Holly Black is fast becoming one of my favourite female authors. I now rank her with Terry Tempest Williams, Madeleine L'Engle and Kathy Shaidle. Her works are dark, witty and sublime. Her world creation is believable and compelling, and something about every one of her books I have read has touched something deep and sometimes dark inside myself. Black has a way of drawing the reader into her world that makes you become a part of it. While reading this book I dreamed about it, and found myself reflecting upon it and the alternate reality it presents again and again. I cannot get the story out of my head, and to be honest I do not want to. Not since reading Madeleine L'Engle's books about a decade ago has an author's words and worlds impacted me so completely from a fictional novel.
The story is set in an alternate reality to our own timeline. Except instead of just booze being banned during prohibition, so is magic, or working as it becomes known. Though the ban on booze was lifted, the ban on magic was not. So in a time very close to our own, most people wear gloves for fear of being touched and worked by one with the gift. And people either fear that they have the ability or that they don't and are just 'normal'. Our hero Cassel comes from a family of workers. Not one of the controlling crime families, much like a magic mafia, but a family with certain skills and powers. He is the only one without them, and as such he always feels on the outside. Outside his own family because he does not have the gift and is not fully part of their plan, and on the outside at school because he comes from a family of workers. Cassel, just wants to be a normal boy in high school. The problem is, he killed his best friend four years ago, and even though he doesn't remember doing it, he remembers her body and his family cleaning up the mess for him.

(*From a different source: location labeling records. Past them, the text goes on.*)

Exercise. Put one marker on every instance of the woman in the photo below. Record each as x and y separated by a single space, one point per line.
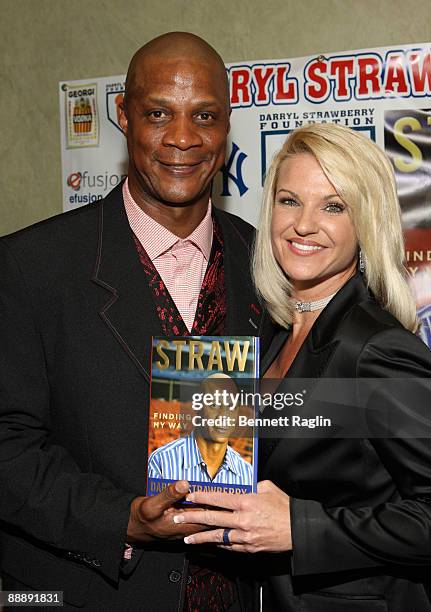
352 516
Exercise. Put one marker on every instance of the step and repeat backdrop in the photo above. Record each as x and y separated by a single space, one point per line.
384 92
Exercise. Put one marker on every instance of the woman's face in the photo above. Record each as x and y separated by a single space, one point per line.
312 234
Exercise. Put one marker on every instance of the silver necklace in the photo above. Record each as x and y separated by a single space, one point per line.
301 306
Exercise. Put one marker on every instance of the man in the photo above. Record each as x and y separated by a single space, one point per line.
205 455
81 295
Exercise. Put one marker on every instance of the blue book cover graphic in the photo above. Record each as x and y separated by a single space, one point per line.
201 426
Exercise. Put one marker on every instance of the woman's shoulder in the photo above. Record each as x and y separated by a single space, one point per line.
381 339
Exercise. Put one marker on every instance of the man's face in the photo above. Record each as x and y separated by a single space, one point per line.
176 121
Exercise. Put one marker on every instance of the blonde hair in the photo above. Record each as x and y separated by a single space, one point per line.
363 177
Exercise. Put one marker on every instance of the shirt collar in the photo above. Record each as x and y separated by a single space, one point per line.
155 238
193 457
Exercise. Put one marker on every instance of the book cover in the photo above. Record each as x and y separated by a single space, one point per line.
201 426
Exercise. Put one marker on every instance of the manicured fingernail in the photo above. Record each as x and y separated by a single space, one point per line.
178 519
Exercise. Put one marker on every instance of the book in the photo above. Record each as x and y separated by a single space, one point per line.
201 426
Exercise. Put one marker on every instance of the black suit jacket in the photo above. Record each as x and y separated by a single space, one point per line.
76 320
360 508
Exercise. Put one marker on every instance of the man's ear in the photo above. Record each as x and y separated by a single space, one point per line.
122 117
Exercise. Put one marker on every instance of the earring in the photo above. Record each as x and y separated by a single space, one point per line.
361 263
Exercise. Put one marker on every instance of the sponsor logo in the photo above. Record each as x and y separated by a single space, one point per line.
74 180
114 98
82 117
91 187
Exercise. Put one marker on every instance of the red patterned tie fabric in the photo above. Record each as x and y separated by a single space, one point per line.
207 590
211 308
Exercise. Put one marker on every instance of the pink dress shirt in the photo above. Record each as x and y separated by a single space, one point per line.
181 262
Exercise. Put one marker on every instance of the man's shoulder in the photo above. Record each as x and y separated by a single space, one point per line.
68 234
60 229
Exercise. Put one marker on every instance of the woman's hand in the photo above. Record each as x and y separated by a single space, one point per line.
258 522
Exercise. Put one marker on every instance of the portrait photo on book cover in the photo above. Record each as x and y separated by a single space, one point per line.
199 439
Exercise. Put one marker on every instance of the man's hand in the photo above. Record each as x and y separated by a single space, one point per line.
258 522
152 517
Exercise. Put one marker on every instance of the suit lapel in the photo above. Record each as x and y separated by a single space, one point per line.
244 314
314 355
129 311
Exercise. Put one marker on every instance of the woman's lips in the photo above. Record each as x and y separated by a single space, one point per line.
304 249
180 169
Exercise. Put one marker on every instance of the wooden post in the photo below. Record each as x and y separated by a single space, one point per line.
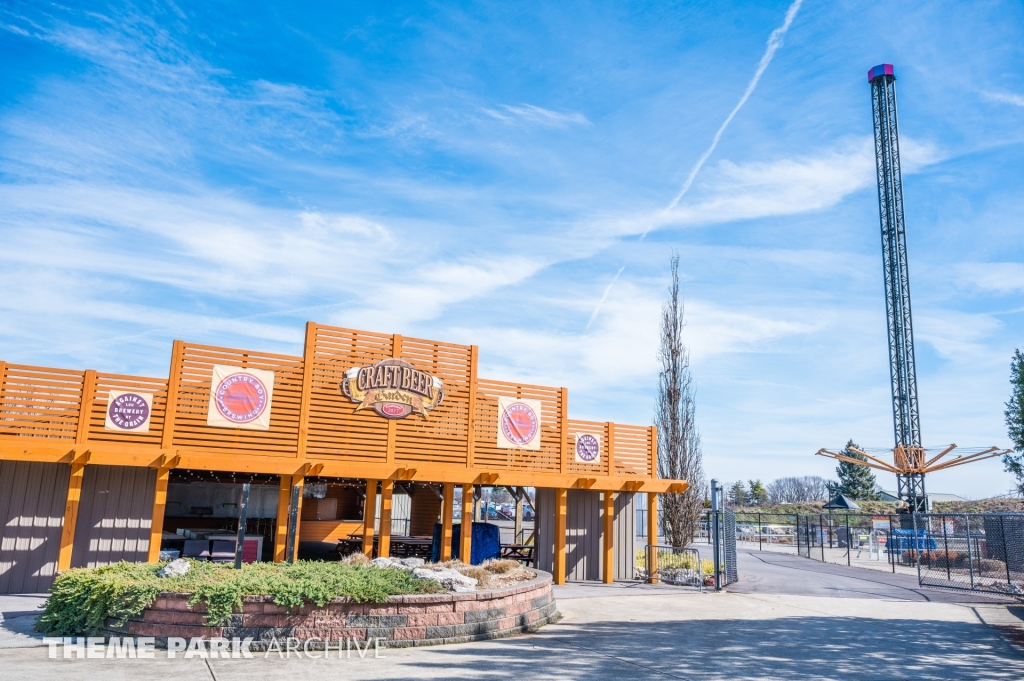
609 537
653 452
281 535
71 512
307 389
85 408
77 472
561 496
174 377
448 511
471 426
652 535
610 449
563 430
466 530
369 515
384 542
300 482
157 524
392 424
519 501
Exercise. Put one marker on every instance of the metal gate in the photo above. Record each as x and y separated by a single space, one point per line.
723 527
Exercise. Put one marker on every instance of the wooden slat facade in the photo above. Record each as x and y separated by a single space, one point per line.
313 424
55 417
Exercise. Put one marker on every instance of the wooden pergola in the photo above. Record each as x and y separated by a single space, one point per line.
57 416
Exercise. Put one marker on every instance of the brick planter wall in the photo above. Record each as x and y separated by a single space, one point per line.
398 622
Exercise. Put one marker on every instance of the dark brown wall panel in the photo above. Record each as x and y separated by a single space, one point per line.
115 515
32 505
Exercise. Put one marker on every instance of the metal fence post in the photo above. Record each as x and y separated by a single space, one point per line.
889 545
714 526
916 543
821 523
240 540
945 543
849 541
1006 550
293 517
970 555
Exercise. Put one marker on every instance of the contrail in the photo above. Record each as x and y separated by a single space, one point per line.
603 298
774 42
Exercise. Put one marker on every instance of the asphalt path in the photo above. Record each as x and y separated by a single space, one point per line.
787 619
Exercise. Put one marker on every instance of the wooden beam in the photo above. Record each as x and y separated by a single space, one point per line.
448 511
369 516
466 530
307 389
609 538
157 523
609 448
300 482
281 531
71 511
474 352
85 408
561 497
384 541
246 461
652 536
167 436
563 430
652 452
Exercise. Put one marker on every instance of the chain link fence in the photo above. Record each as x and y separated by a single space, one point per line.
969 551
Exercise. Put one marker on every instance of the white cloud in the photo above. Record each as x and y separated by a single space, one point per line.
998 277
1005 97
785 186
537 116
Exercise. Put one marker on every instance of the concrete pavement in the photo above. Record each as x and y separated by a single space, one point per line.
787 619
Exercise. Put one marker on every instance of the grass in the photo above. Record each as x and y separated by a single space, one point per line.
81 600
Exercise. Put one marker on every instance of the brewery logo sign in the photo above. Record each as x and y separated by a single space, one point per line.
588 449
518 423
241 397
128 411
393 388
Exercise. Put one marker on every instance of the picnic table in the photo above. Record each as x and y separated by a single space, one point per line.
521 552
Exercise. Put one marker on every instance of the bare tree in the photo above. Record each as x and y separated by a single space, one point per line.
679 455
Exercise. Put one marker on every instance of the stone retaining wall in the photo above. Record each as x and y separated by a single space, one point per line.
398 622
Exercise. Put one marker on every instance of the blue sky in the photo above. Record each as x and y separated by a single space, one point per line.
479 173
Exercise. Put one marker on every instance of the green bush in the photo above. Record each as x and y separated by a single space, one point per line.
82 599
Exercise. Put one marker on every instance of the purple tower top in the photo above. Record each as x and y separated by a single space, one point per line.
881 70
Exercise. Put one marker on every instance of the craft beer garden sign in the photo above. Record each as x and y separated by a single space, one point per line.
393 388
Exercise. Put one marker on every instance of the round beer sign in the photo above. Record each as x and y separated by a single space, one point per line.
128 411
588 448
519 424
241 397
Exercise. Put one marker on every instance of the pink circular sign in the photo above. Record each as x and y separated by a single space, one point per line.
519 424
128 411
241 397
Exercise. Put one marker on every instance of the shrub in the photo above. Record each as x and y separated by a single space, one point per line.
81 600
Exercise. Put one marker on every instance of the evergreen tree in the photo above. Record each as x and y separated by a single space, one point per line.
855 481
737 494
758 493
1015 420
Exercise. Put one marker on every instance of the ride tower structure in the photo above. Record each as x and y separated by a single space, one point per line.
910 461
902 366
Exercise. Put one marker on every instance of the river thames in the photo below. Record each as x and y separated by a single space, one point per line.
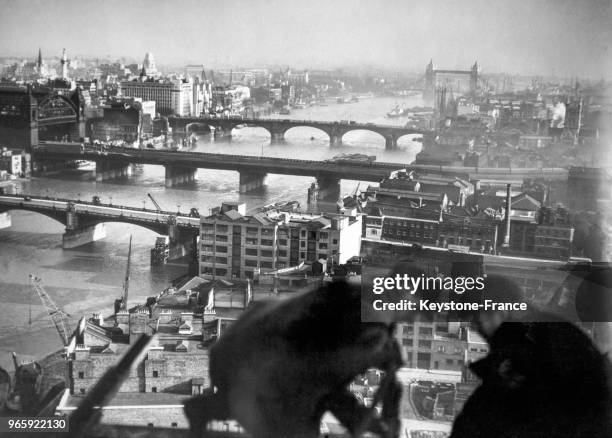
89 278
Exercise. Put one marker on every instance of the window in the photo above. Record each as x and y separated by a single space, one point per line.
424 344
428 331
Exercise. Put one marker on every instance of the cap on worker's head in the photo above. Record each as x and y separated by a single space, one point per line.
594 296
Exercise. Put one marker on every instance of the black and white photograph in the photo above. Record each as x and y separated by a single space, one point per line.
304 219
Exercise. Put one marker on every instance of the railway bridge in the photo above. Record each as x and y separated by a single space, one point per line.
277 128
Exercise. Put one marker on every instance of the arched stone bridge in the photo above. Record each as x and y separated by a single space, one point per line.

Cassel's problems start when he sleep walks and nearly falls off the roof of his school dorm. Then he realizes all the pieces of his life, his memories, do not fit together right. He begins to wonder if he has been worked. He has a lot to figure out and not a lot of time to do it, and even fewer people he can trust.

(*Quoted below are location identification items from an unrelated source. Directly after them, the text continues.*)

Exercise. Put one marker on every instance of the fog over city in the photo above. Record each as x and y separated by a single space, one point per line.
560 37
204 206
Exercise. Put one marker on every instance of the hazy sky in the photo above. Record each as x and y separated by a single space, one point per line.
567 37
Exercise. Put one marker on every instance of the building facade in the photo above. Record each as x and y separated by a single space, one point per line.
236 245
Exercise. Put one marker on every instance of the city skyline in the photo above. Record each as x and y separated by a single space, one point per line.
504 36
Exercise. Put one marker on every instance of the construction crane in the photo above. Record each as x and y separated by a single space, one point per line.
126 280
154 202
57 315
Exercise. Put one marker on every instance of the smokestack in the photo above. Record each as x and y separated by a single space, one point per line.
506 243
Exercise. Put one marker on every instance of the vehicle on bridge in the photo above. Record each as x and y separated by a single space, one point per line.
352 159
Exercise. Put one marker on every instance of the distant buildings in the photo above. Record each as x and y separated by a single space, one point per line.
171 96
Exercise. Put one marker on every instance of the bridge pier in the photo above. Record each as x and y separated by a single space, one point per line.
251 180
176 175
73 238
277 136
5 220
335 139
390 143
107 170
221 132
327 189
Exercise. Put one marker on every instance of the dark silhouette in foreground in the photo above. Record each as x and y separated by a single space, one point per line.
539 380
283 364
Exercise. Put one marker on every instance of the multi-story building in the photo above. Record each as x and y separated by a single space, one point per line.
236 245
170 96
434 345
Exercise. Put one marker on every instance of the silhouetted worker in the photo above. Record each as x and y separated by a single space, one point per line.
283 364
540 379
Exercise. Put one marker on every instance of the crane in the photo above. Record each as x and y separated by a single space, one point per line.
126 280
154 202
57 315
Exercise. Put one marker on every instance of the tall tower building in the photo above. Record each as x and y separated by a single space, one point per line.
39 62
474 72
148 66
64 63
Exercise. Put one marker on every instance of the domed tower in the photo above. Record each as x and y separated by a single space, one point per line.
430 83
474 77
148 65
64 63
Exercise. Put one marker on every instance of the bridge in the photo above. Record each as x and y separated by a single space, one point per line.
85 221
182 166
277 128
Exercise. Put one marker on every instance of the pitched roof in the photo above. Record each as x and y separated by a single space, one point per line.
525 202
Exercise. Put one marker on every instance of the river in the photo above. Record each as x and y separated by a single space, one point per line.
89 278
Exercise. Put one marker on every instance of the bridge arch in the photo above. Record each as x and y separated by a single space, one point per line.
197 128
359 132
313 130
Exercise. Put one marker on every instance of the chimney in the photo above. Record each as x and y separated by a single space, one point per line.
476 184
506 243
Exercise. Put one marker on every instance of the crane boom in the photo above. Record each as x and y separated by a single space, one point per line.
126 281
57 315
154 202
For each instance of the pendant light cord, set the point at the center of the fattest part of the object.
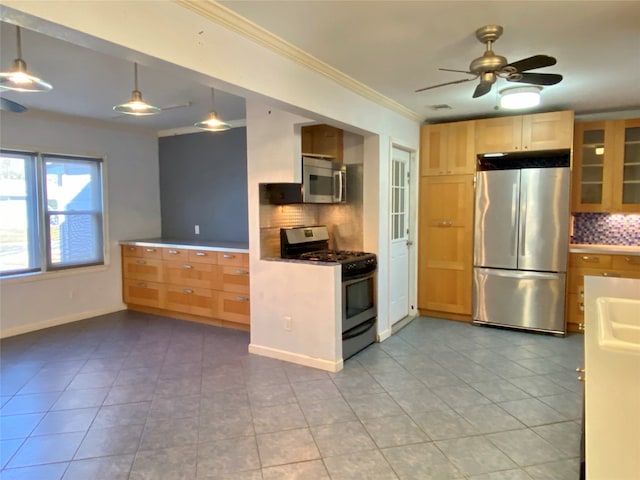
(19, 42)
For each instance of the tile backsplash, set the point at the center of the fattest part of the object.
(606, 229)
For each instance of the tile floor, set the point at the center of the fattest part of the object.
(135, 396)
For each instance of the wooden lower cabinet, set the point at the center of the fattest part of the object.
(445, 247)
(200, 285)
(234, 307)
(583, 264)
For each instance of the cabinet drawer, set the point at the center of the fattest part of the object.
(626, 262)
(202, 256)
(196, 301)
(139, 292)
(575, 307)
(149, 270)
(235, 259)
(234, 307)
(193, 274)
(175, 254)
(590, 260)
(235, 279)
(152, 252)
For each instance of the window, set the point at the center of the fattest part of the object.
(51, 208)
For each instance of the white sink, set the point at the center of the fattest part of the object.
(619, 324)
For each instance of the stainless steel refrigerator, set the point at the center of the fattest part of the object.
(520, 248)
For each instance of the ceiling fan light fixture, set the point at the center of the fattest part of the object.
(136, 106)
(213, 123)
(519, 97)
(18, 79)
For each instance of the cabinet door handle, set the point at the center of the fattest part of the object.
(610, 274)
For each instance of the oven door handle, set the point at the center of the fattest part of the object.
(359, 329)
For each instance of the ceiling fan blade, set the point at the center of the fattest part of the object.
(458, 71)
(539, 78)
(443, 84)
(482, 89)
(11, 106)
(537, 61)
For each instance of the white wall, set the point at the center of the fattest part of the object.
(133, 211)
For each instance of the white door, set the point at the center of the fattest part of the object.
(399, 245)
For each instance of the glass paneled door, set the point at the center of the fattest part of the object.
(399, 241)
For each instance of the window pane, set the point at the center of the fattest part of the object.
(73, 211)
(19, 247)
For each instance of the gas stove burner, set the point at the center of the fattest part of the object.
(311, 244)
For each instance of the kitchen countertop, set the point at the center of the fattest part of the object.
(611, 249)
(237, 247)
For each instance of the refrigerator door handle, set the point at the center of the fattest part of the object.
(521, 274)
(523, 219)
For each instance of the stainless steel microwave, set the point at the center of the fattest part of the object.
(323, 181)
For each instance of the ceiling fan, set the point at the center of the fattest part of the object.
(489, 67)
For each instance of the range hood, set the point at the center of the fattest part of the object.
(281, 193)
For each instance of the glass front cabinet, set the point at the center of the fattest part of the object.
(606, 166)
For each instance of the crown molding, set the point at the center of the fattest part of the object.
(229, 19)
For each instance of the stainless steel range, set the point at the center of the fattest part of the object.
(359, 314)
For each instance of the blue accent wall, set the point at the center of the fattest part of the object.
(606, 229)
(203, 181)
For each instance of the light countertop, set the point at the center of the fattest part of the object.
(236, 247)
(611, 249)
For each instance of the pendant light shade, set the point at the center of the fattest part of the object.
(136, 106)
(18, 78)
(213, 123)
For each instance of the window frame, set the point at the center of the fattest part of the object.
(40, 235)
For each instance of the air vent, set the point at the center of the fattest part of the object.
(442, 106)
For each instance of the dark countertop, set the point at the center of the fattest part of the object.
(237, 247)
(606, 249)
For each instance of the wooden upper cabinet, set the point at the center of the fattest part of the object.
(447, 148)
(323, 140)
(540, 131)
(626, 173)
(606, 166)
(445, 258)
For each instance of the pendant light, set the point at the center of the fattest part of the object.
(520, 97)
(213, 123)
(136, 106)
(18, 78)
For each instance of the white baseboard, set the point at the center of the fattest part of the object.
(10, 332)
(297, 358)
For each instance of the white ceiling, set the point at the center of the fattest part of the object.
(394, 47)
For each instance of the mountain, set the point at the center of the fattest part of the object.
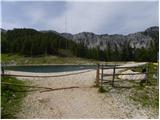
(135, 40)
(140, 46)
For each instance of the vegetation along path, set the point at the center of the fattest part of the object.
(83, 102)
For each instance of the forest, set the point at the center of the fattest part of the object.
(30, 42)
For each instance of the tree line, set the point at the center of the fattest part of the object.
(30, 42)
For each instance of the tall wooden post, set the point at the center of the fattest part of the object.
(147, 73)
(102, 77)
(113, 76)
(97, 77)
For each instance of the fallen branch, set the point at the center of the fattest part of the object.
(59, 89)
(48, 88)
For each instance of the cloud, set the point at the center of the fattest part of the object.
(97, 17)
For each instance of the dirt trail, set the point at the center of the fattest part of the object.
(84, 102)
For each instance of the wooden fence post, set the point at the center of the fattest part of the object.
(97, 77)
(147, 73)
(113, 76)
(102, 77)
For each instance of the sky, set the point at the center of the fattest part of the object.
(104, 17)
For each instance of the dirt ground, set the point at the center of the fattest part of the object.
(83, 102)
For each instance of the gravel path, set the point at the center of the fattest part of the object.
(84, 102)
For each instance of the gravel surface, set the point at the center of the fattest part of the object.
(83, 102)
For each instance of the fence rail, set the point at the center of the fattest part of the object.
(101, 80)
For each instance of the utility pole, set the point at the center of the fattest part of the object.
(66, 28)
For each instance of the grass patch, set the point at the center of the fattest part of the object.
(148, 94)
(11, 100)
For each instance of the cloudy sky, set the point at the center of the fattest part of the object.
(111, 17)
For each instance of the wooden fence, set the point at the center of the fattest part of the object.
(100, 73)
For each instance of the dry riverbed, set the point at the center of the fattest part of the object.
(83, 102)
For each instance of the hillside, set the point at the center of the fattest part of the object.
(135, 40)
(140, 46)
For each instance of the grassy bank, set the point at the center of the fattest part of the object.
(15, 59)
(148, 94)
(11, 97)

Cassel is a strong character, troubled, and in a tight spot, but someone who is working to resolve his issues and trying to do the right thing. He is someone you grow to respect and appreciate, someone you would want as your friend.
The story is well written and the world Black has created is enthralling. Black leads us down a path where magic, the fey and the country witch developed into mainstays in our culture, not just something trifling at the sides. Though their practice and arts are against the law, many still use them, for both good and bad. Where charms and protection are needed, but cannot always to be trusted. As Black writes about the curse workers, you will fall under her charm and be captivated by her writings, and maybe be a little worked to love her and her books.